Filename: src/main.c

// --snip--

typedef struct CommandContext {
    Command command;
} CommandContext;

void run_command_for_file(const char* filename, const void* ctx_ptr);

// --snip--

void run_command_for_file(const char* filename, const void* ctx_ptr) {
    const CommandContext* ctx = (CommandContext*) ctx_ptr;
    File file = file_read(filename);
    char* str = file_to_string(file);

    const uint64_t result = do_calculation(ctx->command, str);
    print_result(result);

    file_free_string(str);
    file_free(file);
}

// --snip--

We also have to rewrite the main()-function to adhere to our new file_mode property.

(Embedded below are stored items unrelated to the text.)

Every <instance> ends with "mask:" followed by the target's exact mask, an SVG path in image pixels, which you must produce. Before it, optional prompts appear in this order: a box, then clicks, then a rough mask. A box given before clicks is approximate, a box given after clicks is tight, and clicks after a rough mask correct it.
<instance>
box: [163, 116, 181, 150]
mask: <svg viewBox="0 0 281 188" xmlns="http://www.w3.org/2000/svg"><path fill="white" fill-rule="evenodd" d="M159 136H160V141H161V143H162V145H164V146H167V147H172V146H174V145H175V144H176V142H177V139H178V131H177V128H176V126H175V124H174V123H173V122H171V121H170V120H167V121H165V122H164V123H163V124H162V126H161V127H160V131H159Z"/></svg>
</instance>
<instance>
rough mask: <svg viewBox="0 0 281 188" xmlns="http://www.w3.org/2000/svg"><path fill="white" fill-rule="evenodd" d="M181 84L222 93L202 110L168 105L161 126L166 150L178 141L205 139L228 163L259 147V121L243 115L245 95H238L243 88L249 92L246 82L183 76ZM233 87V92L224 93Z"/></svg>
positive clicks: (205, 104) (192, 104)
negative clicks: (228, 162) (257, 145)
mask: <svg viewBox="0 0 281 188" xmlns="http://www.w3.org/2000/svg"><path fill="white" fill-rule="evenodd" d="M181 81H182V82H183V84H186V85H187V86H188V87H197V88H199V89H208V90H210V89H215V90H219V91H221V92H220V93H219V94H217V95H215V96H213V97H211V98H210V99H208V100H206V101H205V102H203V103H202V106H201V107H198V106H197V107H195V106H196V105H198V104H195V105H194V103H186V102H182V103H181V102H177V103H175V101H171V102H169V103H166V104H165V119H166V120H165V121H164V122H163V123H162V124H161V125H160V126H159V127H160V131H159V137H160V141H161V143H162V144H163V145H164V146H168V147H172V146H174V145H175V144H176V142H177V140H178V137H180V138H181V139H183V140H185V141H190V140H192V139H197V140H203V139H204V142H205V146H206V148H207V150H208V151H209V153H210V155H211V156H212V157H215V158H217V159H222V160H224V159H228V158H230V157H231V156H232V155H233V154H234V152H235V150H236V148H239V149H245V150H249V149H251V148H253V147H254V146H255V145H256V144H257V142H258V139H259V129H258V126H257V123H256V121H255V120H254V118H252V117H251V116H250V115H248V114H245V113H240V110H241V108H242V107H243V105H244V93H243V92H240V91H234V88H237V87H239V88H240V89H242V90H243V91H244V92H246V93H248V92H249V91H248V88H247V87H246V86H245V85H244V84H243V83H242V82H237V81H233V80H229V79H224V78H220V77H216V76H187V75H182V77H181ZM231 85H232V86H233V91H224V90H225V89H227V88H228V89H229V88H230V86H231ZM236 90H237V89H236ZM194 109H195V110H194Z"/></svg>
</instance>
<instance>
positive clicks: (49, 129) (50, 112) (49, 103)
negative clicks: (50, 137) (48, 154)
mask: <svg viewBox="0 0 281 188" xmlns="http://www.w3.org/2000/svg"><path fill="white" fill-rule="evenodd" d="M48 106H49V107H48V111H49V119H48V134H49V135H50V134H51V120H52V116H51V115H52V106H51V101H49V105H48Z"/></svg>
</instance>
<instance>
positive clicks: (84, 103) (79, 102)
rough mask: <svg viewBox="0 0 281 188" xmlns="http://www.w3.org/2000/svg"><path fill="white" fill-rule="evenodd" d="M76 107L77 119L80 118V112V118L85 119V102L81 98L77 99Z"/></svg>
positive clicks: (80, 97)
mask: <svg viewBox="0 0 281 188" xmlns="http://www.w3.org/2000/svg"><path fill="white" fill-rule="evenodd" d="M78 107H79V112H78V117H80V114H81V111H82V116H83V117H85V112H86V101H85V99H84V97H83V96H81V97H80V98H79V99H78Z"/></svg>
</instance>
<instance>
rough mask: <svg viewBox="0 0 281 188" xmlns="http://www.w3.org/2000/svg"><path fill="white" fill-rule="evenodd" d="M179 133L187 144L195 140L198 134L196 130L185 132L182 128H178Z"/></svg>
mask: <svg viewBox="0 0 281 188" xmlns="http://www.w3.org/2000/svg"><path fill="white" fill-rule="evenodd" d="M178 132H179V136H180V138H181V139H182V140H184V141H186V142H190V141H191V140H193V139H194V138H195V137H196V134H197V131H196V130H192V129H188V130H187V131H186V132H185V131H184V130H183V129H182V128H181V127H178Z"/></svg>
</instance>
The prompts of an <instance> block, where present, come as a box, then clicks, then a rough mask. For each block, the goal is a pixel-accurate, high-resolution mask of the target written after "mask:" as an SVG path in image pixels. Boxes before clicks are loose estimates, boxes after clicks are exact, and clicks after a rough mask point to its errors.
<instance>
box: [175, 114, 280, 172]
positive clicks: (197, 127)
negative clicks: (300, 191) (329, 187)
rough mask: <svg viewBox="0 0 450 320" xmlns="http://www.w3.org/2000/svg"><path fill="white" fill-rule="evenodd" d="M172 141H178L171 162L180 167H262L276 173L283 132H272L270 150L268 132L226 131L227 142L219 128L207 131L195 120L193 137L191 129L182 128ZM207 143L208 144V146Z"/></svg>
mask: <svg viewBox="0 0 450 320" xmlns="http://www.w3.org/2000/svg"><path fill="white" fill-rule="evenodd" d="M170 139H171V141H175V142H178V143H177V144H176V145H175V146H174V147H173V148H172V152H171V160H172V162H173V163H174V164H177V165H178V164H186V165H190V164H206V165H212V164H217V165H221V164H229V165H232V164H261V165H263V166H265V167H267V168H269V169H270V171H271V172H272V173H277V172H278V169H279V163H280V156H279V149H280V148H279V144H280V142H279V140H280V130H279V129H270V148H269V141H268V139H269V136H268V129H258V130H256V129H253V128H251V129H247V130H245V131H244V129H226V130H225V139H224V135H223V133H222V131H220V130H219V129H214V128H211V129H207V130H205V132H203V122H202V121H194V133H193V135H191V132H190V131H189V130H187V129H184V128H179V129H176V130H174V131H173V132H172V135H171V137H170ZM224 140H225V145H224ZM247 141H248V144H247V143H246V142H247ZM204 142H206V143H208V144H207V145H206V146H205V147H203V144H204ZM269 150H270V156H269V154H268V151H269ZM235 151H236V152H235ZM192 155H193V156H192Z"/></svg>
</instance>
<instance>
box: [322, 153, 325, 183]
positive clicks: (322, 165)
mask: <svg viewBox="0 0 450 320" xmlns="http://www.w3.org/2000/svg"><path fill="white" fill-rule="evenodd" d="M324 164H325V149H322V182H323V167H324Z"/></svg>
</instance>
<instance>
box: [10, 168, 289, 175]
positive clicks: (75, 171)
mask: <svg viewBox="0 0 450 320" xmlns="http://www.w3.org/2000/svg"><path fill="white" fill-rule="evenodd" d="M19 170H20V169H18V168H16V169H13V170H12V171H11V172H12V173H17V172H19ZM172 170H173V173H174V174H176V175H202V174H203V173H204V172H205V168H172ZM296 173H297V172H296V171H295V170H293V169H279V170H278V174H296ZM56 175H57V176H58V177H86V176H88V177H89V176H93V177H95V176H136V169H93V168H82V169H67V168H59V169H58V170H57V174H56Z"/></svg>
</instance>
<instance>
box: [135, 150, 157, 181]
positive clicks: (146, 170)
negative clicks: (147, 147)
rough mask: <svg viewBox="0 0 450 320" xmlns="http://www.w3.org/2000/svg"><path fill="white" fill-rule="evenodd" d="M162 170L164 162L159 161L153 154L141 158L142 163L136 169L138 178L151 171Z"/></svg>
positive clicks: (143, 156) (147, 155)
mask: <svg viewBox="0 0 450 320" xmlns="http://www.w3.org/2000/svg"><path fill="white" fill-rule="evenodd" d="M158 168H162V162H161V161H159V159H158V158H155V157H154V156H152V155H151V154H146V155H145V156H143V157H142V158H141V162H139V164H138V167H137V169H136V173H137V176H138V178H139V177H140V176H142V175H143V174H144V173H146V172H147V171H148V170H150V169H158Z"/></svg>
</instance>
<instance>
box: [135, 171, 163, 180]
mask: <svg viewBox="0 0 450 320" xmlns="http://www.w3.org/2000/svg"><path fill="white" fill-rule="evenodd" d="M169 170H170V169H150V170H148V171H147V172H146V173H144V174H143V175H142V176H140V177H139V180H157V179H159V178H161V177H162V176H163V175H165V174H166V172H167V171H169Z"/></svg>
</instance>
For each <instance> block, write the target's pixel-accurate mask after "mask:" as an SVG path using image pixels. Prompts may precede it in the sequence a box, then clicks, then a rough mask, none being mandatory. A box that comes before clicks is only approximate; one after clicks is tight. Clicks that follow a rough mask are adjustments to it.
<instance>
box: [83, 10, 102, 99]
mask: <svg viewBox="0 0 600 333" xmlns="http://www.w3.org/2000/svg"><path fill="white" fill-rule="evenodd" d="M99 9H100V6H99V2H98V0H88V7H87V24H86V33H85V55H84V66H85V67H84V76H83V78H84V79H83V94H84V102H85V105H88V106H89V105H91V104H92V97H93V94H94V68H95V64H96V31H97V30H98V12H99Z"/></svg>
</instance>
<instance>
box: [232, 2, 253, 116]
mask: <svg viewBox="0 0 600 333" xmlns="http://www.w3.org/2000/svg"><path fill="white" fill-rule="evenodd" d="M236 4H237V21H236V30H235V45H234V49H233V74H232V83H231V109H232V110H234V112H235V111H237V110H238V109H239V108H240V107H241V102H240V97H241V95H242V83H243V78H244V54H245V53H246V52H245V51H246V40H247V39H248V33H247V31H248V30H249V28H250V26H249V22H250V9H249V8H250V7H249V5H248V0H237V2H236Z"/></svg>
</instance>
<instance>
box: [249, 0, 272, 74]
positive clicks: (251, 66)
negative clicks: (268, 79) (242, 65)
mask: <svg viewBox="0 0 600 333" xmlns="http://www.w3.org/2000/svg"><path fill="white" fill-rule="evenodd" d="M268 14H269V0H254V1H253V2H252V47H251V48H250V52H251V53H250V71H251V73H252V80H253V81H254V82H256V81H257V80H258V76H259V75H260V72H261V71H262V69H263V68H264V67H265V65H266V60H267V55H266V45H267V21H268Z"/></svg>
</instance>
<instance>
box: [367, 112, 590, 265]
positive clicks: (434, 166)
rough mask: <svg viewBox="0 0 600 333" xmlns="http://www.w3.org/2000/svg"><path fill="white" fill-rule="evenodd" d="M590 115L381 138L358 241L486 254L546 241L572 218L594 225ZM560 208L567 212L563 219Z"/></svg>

If we have FileMode_Normal, we just wrap the command in a CommandContext, and call run_command_for_file the same way we always did.

If we have FileMode_CsvList, we read the contents of the CSV-file to a string, and pass it on to the Rust-defined csv_for_each_value().

// --snip--

int main(const int argc, const char *argv[]) {
    const Arguments args = parse_args(argc, argv);

    if (args.command == Command_Version) {
        print_version();
        return 0;
    }

    switch (args.file_mode) {
        case FileMode_Normal: {
            CommandContext ctx = { .command = args.command };
            run_command_for_file(args.filename, &ctx);
            break;
        }
        case FileMode_CsvList: {
            char* csv = file_to_string(file_read(args.filename));
            CommandContext ctx = { .command = args.command };
            csv_for_each_value(csv, run_command_for_file, &ctx);
            file_free_string(csv);
            break;
        }
    }

    return 0;
}

// --snip--

Let's test what we've got so far:

$ cmake ..
$ cmake --build .
$ echo "# Getting started" > chapter1.md
$ echo "# Wrapping up" > chapter2.md
$ echo "chapter1.md,chapter2.md" > list.csv
$ ./count characters list.csv --csv-list
18
14

While we do get the count for each of the files, it's not very easy to see which count is for which file.

As a finishing touch, we'll add the filename for each count, if we are in CSV-mode:

// --snip--

typedef struct CommandContext {
    Command command;
    bool print_filename;
} CommandContext;

// --snip--

void print_result_with_filename(uint64_t result, const char* filename);

// --snip--

int main(const int argc, const char *argv[]) {

    // --snip--

    switch (args.file_mode) {
        case FileMode_Normal: {
            CommandContext ctx = { .command = args.command, .print_filename = false };
            // --snip--
        }
        case FileMode_CsvList: {
            char* csv = file_to_string(file_read(args.filename));
            // --snip--
        }
    }

    // --snip--
}

// --snip--

void run_command_for_file(const char* filename, const void* ctx_ptr) {
    // --snip--

    const uint64_t result = do_calculation(ctx->command, str);
    if (ctx->print_filename) {
        print_result_with_filename(result, filename);
    } else {
        print_result(result);
    }

    // --snip--
}

// --snip--

void print_result_with_filename(const uint64_t result, const char* filename) {
    printf("%s: %lli\n", filename, result);
}

// --snip--

Our void pointer lets us add a new property to the CommandContext without touching any code on the Rust side.

We also have to add a print_result_with_filename() function, and selecteviley execute it in run_command_for_file().

A final test is in order:

$ cmake --build .
$ ./count characters list.csv --csv-list
18 chapter1.md
14 chapter2.md

This output is much easier to digest.

In this section we have showed how you can pass control from C to Rust and back again. In the next one, we will will see how we can pass heap allocated data from Rust to C.